The difference with literary interpretation is this. Some interpretive questions may just have no one clear answer even when all the evidence is in. The evidence or appropriate considerations leaves the answer indeterminate. This is true of both literary and legal interpretation. In the literary case, one can just say that several interpretations are equally well supported. If one has a favorite, no one else has to go along. But judges and justices have to issue a decision. They can’t say: ‘we can’t decide; there is no clear answer.’ And their answer will be law. If the evidence or legal considerations leave the best decision open, the law has to be constructed either by favoring some considerations over others or appealing to further extra-legal considerations. 

3:16: What’s your favorite art work or aesthetic experience and why – it struck me that we’d all be interested to know what you find valuable when we read about your philosophizing – and was philosophy useful in making you appreciate whatever it is – I guess on top of wanting to know your particular aesthetic interest I want to know what role philosophy of art and aesthetic plays – why should we heed the philosopher here?

RS: Basic answer: I don’t have favorites. There is too much good and great stuff out there to have them. Regarding literature, I have had my obsessions. Dostoyevsky was probably the first, later other Russians especially Tolstoy. Also Nabokov. I had a period where I read all the 20th century Japanese and 19th German (including Austrian and Swiss) novels, novellas and stories I could get my hands on. Kafka in the twentieth century. I could go on. In painting, I had a great love for Vermeer for a while, and Cezanne for another while. Mozart in music. But now, in my 70s, no favorites. 

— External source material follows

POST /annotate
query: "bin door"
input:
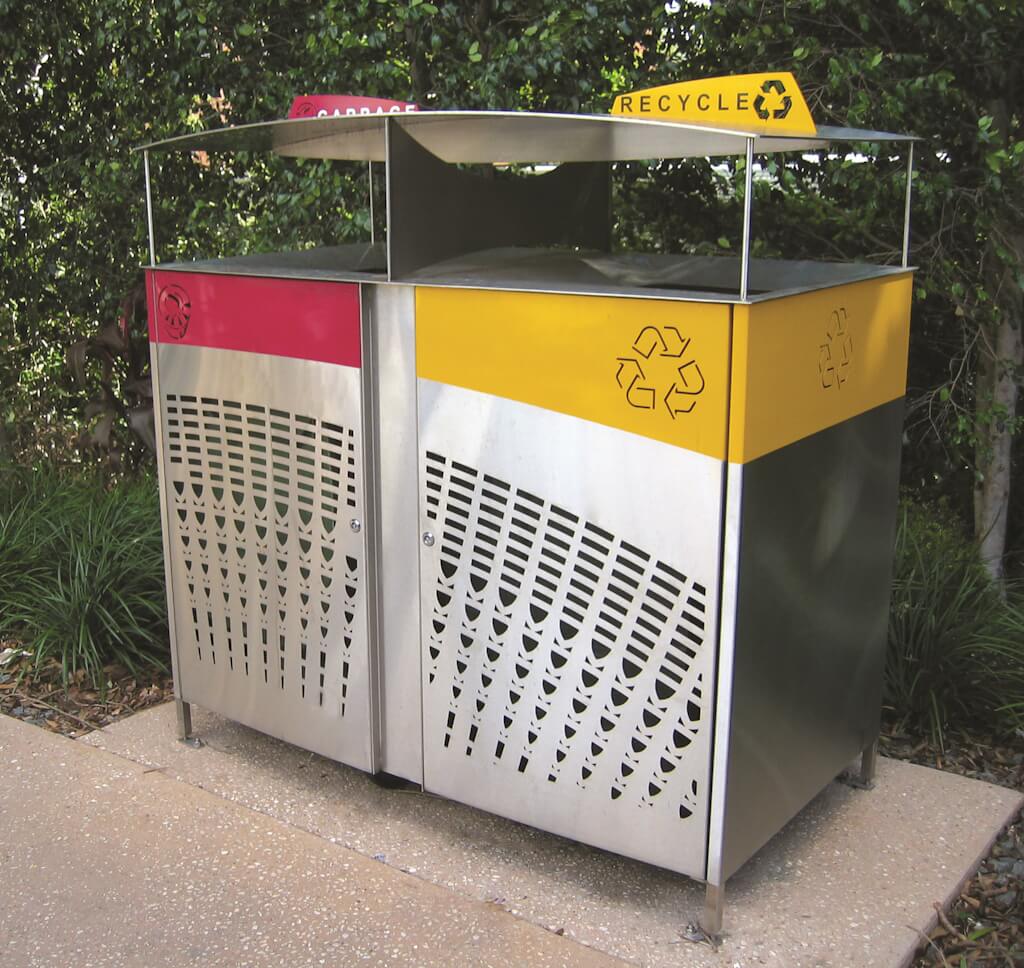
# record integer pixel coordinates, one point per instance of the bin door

3:16: And finally, for the curious readers here at 3:16, are there five books you can recommend (other than your own) that will take us further into your philosophical world?

RS: 

Hume’s Treatise of Human Nature is probably the greatest influence.

Anything written by Judith Jarvis Thomson (especially Normativity), the smartest philosopher I have personally known, and the person who most influenced my character as a philosopher.

The writings of Jerrold Levinson (especially Music, Art and Metaphysics

and Stephen Davies (especially Definitions of Art). 

Jerry and Stephen are contemporaries who have most influenced and excited me philosophically when I was forming my views.

Dom Lopes (especially Beyond Art), 

Kathleen Stock (Only Imagine), Stacie Friend and Louise Hansen, (no books from them yet I don’t think), to name those who come first to mind, are producing the work I find very interesting now.